Chinese officials have been fighting players for many years, trying to limit the time they spend in front of smartphone screens and PCs. The main goal of the government is invariably children and teenagers, who, according to the rulers, distract from science and sports, leading to the deepening of social problems and the scourge of addiction to games. To a large extent, however, this is just a convenient excuse. This is because lawmakers mainly want to maintain full control over the youngest citizens who spend most of their free time in cyberspace.

The party is supported in the fight for healthy and energetic youth by some parents who are threatened against the dangers of games by the government-controlled media. Last November we have described the mandatory game time restrictions that were launched at that time for underage citizens, as well as the so-called virtual curfew during which they cannot play online. We remind you that people under the age of 18 are strictly forbidden to play online between 22:00 and 8:00. During the week, underage players can play with games for no longer than 90 minutes. On days off and on public holidays, this time is extended to 180 minutes a day.

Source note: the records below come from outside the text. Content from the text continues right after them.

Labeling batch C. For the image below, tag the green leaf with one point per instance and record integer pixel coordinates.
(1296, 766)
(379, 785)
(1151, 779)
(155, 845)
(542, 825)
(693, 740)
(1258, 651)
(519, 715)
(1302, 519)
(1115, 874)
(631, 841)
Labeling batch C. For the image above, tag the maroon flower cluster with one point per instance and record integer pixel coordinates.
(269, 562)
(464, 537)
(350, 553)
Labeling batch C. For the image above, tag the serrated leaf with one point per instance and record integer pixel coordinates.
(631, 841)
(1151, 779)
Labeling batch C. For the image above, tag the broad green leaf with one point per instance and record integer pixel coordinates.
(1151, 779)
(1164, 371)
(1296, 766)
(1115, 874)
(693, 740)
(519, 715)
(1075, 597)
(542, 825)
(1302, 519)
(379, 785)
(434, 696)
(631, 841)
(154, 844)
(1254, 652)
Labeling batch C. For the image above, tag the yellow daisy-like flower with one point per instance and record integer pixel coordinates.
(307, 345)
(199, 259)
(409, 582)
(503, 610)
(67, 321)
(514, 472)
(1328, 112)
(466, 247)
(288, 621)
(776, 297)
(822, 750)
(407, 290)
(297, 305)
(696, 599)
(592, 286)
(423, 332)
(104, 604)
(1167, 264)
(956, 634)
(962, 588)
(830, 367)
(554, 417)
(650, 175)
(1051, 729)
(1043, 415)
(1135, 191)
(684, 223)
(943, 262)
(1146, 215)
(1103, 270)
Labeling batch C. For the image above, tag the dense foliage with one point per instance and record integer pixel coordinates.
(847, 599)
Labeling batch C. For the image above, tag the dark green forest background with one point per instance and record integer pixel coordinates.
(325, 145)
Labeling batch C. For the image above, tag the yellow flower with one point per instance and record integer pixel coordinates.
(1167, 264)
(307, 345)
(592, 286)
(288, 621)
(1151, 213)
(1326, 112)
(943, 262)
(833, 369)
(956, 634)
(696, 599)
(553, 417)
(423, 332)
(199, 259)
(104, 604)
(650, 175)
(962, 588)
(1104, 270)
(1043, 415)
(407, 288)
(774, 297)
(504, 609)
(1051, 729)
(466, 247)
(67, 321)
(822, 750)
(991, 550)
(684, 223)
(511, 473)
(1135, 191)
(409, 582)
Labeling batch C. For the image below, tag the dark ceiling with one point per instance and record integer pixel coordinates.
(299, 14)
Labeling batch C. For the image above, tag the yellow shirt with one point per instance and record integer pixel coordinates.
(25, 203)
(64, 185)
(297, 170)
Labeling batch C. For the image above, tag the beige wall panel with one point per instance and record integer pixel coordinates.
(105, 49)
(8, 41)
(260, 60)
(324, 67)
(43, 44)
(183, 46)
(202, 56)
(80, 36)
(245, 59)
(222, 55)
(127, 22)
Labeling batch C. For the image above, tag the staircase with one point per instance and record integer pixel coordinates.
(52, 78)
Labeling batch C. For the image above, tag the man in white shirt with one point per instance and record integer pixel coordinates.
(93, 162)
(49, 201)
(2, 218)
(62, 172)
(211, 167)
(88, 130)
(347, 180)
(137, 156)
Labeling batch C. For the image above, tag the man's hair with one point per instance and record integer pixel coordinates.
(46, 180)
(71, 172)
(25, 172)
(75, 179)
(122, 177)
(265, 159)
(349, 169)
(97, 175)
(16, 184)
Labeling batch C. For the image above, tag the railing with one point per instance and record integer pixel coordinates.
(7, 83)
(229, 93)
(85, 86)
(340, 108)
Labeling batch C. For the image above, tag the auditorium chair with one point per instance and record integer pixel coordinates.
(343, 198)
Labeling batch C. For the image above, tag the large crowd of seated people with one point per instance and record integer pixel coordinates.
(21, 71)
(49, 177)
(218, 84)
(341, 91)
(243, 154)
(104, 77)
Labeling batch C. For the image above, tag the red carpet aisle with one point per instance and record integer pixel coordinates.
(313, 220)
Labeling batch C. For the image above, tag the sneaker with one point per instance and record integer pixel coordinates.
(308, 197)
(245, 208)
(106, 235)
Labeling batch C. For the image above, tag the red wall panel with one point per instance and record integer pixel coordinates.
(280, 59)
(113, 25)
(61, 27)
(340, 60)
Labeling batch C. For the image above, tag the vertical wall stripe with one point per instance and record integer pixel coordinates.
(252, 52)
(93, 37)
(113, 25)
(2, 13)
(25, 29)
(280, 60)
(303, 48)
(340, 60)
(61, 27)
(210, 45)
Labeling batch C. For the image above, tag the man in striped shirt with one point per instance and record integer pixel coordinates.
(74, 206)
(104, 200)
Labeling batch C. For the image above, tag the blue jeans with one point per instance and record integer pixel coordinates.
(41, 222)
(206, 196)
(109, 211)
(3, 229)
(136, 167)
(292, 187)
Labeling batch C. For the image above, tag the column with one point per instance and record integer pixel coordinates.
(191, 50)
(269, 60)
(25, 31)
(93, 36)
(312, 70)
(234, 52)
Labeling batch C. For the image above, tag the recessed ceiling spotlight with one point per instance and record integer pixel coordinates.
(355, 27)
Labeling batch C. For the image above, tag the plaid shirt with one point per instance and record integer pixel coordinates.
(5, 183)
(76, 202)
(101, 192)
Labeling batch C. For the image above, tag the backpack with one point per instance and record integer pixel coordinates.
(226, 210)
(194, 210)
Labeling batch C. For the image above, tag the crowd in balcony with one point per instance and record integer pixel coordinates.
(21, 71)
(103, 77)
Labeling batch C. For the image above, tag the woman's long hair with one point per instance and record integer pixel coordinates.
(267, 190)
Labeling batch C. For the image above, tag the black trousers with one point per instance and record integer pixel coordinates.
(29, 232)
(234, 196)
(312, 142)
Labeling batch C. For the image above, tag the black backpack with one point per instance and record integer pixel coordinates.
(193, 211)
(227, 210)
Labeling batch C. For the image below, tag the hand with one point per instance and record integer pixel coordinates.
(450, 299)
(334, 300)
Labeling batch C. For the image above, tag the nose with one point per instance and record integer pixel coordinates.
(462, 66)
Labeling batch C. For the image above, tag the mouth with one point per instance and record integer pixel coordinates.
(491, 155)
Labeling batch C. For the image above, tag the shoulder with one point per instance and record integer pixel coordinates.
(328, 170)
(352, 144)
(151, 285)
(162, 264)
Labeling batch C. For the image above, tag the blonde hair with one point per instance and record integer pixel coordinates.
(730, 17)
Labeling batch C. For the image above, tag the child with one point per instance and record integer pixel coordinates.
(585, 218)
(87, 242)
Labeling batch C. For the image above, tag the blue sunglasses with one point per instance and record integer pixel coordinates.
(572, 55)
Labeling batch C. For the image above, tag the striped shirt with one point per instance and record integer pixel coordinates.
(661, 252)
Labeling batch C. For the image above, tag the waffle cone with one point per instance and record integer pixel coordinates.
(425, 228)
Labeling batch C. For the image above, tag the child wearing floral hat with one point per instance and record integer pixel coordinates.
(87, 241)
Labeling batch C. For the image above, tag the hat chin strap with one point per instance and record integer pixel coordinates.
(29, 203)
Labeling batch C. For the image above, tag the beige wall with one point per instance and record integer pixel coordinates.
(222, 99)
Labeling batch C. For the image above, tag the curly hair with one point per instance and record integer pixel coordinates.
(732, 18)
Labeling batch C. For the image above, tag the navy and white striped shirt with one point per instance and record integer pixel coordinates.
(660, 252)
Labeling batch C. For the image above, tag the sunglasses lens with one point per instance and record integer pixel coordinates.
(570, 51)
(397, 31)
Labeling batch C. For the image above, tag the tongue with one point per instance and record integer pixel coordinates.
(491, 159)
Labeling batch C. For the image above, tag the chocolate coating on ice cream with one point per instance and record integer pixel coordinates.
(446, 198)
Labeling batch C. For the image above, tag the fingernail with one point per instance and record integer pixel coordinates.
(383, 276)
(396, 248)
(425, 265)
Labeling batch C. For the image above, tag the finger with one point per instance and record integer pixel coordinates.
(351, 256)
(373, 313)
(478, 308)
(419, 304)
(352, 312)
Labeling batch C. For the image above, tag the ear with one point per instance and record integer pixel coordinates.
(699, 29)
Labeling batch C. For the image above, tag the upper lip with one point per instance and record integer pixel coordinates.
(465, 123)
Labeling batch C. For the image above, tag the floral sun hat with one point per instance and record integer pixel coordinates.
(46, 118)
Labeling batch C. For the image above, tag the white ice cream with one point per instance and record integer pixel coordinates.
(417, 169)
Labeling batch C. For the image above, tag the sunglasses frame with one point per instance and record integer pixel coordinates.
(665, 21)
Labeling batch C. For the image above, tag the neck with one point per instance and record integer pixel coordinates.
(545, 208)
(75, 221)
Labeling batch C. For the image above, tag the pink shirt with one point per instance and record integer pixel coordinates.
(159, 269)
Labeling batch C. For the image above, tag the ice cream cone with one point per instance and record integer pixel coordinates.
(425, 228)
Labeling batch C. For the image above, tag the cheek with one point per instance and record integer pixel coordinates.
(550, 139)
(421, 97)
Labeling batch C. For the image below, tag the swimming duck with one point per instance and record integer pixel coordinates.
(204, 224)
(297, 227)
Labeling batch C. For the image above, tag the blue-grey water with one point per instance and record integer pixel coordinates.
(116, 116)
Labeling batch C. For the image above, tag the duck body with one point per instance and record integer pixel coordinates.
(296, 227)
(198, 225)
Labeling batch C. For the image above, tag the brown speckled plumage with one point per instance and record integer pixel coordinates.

From September, another and the most severe stage of restrictions will be introduced. All underage Chinese who want to play in the title of their choice available in the country will be required to confirm their identity. It will be possible thanks to special logging systems prepared and tested for some time by Tencent and NetEase companies, which exercise almost complete control over the domestic gaming market. Children will be forced to enter their real name and, in some cases, also scan their faces with a smartphone camera.

The Chinese government says the restrictions are introduced solely for the sake of children.

However, as the first examples of security circumvention show, the implemented protection system is not perfect. The forbidden fruit tastes best, yeah young players bypass new restrictions in different ways. For this they use, for example, false identification data, impersonate other people or use smartphone cafeswhere you can rent gaming phones by the hour. On the other hand, strict rules do not have to be concerned with children from wealthier families, who are used to the fact that their parents’ golden parachute will save them from trouble.

The new restrictions are undoubtedly another obstacle thrown at the feet of foreign developerswho want to offer their titles in the Middle Kingdom. China is currently the largest and most attractive gaming market in the world, worth tens of billions of dollars. It brings significant profits every year, which have built the power of technological giants such as Tencent at a rapid pace.

Right now, it’s harder than ever to officially release a game in China. Determined to make this move, producers must not only meet the long and sometimes absurd list of expectations for title content, but also share their profits with local government-tied distributors. This includes the Tencent company, which has already been mentioned several times. In the past six months, only one hundred authorized games were officially released in China, most of which were domestic productions.

The restrictions imposed on players are in line with the increasingly tightening course of the Chinese party towards its citizens. The government is afraid of the rising tide of conflicts and protests resulting from widespread corruption of officials and related businesses, a slowing economy, and trade wars with the US and the rest of the world. The party is thus striking more and more nationalist tones and fights against fanciful foreign influences as well as “unpatriotic” and “immoral” attitudes among citizens, an example of which is gaming addiction.